Ratatouille

Hex.pm Hexdocs.pm

Ratatouille is a declarative terminal UI kit for Elixir for building rich text-based terminal applications similar to how you write HTML.

It builds on top of the termbox API (using the Elixir bindings from ex_termbox].

For the API Reference, see: https://hexdocs.pm/ratatouille.

Toby Toby, a terminal-based Erlang observer built with Ratatouille

Getting Started

First Steps

Let's go through the bundled hello world example. To follow along, clone this repo and edit the file, or create a Mix project with ratatouille added to the deps and add code to a .exs file. Then you can run it later with mix run <file>.

In a real project, you'll probably want to use an OTP application with a proper supervision tree, but here we'll keep it as simple as possible.

First, some aliases for the modules we'll use:

alias Ratatouille.{EventManager, Window}

Next, we import the view DSL from Ratatouille.Renderer.View:

import Ratatouille.Renderer.View

Now we'll initialize the application using Ratatouille.Window.
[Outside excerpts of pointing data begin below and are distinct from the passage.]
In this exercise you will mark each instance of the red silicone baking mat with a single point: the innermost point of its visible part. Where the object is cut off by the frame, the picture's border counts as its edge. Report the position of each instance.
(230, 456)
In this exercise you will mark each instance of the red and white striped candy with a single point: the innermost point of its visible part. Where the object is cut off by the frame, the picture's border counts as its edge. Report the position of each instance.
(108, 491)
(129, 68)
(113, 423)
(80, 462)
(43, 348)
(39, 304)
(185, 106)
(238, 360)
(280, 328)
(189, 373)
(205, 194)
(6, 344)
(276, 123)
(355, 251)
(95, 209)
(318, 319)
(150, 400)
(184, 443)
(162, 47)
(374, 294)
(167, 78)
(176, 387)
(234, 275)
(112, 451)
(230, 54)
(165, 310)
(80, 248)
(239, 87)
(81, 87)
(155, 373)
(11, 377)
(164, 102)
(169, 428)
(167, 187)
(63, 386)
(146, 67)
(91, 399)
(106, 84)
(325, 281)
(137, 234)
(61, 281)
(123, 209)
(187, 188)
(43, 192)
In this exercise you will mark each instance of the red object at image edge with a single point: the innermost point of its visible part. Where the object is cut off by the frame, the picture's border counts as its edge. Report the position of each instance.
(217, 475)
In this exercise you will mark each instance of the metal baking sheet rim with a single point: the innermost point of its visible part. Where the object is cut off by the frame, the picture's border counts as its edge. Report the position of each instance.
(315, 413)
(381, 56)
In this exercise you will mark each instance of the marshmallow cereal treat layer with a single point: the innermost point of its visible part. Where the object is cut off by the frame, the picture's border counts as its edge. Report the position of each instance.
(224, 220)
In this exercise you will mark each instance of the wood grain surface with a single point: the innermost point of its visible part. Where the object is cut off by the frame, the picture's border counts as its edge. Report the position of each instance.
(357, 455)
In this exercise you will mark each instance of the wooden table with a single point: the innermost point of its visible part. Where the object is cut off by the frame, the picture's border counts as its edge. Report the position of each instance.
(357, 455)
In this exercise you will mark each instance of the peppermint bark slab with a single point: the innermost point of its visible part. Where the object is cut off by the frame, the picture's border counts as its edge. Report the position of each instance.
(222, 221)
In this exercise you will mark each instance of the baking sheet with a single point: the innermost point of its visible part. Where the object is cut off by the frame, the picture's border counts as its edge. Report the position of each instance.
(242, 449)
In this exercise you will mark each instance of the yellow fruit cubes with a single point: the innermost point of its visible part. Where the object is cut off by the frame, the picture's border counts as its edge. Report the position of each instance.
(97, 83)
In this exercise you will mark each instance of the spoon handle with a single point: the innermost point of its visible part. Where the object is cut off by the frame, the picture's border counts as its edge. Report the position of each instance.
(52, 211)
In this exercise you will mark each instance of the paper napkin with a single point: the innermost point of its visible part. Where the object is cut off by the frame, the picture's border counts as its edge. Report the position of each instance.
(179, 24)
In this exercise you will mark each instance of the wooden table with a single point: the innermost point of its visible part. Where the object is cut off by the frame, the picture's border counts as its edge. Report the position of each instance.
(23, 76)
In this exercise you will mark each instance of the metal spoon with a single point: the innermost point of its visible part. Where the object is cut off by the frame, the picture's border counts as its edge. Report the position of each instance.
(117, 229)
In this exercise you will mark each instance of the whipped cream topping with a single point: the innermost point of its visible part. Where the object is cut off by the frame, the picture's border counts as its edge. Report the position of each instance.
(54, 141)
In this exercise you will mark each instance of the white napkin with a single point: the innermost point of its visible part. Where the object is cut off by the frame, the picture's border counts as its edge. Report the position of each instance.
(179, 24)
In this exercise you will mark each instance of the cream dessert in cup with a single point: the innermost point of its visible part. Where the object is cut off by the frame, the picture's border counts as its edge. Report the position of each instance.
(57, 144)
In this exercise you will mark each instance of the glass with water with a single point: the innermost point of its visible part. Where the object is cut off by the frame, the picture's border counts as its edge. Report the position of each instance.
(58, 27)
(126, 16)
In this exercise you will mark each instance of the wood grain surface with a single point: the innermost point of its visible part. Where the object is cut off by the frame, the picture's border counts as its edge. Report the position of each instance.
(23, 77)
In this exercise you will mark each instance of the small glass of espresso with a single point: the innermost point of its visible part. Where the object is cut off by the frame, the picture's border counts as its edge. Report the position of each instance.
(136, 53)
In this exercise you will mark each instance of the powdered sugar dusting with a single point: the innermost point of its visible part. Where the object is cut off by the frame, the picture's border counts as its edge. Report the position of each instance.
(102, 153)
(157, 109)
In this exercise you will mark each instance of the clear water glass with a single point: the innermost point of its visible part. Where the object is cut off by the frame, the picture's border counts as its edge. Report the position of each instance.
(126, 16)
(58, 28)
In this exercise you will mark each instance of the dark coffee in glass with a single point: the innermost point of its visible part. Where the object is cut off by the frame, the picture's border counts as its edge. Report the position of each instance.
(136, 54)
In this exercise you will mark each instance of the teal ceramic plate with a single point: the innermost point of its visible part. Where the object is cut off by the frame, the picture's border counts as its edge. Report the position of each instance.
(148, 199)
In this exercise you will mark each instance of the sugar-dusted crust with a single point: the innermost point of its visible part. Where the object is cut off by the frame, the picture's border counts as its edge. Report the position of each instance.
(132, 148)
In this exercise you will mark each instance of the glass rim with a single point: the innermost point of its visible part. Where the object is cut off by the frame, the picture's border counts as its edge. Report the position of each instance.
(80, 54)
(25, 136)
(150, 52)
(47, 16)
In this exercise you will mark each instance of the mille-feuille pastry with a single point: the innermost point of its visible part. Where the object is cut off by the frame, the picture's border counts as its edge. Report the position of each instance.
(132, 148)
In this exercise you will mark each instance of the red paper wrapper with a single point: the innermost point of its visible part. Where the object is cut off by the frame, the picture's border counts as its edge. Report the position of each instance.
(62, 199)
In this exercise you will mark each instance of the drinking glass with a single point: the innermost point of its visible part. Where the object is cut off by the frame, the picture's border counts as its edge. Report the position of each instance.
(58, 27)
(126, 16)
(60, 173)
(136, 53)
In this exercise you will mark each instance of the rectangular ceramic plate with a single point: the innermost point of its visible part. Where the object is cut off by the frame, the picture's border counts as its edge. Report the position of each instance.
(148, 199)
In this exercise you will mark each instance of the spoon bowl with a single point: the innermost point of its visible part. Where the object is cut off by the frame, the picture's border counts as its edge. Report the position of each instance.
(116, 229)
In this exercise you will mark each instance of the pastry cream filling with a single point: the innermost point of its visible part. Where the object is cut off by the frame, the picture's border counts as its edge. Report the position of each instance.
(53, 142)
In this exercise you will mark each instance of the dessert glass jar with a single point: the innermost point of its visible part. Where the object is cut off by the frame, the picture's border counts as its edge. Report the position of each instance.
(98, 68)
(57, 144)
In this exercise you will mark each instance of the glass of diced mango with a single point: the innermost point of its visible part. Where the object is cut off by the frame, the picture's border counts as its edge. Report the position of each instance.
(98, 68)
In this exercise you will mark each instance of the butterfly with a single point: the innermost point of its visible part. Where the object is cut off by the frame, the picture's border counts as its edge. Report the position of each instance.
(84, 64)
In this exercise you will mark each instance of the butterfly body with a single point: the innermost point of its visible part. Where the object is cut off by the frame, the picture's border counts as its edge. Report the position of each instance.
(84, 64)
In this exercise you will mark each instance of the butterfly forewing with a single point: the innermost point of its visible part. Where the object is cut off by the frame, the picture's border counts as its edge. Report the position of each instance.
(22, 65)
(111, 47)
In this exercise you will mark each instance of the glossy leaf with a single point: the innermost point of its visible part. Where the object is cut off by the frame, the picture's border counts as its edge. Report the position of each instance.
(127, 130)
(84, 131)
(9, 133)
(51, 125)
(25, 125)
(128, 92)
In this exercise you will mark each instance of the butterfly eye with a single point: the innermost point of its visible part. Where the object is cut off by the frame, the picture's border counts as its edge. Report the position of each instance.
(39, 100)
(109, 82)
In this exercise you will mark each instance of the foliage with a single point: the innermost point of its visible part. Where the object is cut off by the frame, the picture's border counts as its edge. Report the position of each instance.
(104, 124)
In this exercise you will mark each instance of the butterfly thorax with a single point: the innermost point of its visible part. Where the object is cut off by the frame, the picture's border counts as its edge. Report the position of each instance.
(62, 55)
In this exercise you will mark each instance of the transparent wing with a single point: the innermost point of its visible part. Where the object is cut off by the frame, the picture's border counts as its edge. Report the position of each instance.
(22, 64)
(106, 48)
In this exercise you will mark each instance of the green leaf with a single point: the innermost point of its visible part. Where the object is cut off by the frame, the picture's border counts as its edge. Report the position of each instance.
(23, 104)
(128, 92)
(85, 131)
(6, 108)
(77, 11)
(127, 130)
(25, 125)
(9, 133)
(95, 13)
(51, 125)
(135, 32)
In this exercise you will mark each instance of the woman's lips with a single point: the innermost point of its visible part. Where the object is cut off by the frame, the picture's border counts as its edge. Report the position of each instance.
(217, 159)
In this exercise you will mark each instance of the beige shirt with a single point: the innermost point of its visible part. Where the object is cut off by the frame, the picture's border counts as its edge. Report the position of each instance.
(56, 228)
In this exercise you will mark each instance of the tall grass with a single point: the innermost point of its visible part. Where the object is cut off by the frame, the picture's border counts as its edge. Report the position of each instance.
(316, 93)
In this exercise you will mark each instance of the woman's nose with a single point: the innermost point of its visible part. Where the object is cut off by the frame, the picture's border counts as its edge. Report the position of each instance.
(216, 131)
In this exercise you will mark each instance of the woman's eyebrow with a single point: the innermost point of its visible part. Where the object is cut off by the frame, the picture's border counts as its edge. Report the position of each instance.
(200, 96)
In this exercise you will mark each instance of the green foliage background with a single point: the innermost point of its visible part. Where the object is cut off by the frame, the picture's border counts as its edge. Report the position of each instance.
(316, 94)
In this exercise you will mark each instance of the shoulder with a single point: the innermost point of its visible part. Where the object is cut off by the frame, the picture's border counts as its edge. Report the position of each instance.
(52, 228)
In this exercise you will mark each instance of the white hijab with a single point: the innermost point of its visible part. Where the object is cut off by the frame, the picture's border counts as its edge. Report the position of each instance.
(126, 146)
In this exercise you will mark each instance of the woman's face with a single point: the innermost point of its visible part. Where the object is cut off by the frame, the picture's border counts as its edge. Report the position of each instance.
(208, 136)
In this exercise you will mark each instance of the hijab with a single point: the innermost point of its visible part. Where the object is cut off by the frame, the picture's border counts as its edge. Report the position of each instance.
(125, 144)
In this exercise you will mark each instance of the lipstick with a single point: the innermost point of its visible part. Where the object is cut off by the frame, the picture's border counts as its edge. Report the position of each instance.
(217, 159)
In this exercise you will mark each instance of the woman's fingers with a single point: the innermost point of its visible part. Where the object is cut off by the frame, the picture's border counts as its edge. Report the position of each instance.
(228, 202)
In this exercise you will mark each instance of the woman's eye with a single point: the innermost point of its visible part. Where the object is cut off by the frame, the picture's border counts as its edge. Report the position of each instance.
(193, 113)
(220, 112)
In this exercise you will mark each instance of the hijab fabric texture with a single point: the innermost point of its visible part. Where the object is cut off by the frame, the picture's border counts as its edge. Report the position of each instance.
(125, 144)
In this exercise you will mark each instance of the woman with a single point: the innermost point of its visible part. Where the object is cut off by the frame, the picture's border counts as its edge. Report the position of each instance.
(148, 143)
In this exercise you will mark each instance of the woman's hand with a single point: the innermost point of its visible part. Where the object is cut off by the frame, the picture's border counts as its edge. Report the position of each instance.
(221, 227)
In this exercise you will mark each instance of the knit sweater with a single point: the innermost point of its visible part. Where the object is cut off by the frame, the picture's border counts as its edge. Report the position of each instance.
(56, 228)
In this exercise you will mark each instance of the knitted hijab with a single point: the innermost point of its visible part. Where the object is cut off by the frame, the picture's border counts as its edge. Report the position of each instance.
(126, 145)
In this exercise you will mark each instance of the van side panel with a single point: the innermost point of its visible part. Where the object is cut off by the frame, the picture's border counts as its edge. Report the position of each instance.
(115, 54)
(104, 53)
This is a gen_server that manages our terminal window and exposes a basic API for accessing information about or updating the terminal window. On load, it draws a blank canvas over the terminal:

{:ok, _pid} = Window.start_link()

In order to react to keyboard, click or resize events, we'll use Ratatouille.EventManager. The event manager allows processes to subscribe to events and then send its subscribers a message whenever an event is triggered. We need to start the event manager and subscribe the current process to any events:

{:ok, _pid} = EventManager.start_link()
:ok = EventManager.subscribe(self())

Next, we define a view. Similar to HTML, views are defined as a tree of nodes. Nodes have attributes (e.g., text: bold) and children (nested content). Every view must start with a root view element---it's sort of like the <body> tag in HTML.

hello_world_view =
  view do
    panel title: "Hello, World!", height: :fill do
      label(content: "Press 'q' to quit.")
    end
  end

Defining a view only does just that. To render it to the screen, we need to call the Window.update/1 function, passing our view as the argument.

:ok = Window.update(hello_world_view)

When a key is pressed, it'll be sent to us by the event manager. Once we receive a 'q' key press, we'll close the application. Here, we use the built-in receive function with pattern-matching in order to match only the 'q' key press event:

receive do
  {:event, %{ch: ?q}} ->
    :ok = Window.close()
end

That's it---now you can run the program with mix run <file>. To run the bundled example:

$ mix run examples/hello_world.exs

You should see the content we created and be able to quit using 'q'.

Application Loops

TODO

Writing Components

TODO

Installation

From Hex

Add Ratatouille as a dependency in your project's mix.exs:

def deps do
  [
    {:ratatouille, "~> 0.1.0"}
  ]
end

From Source

To try out the master branch, first clone the repo:

git clone https://github.com/ndreynolds/ratatouille.git
cd ratatouille

Next, fetch the deps:

mix deps.get

Finally, try out one of the included examples/:

mix run examples/rendering.exs > debug.log

If you see lots of things drawn on your terminal screen, you're good to go. Use "q" to quit in the examples.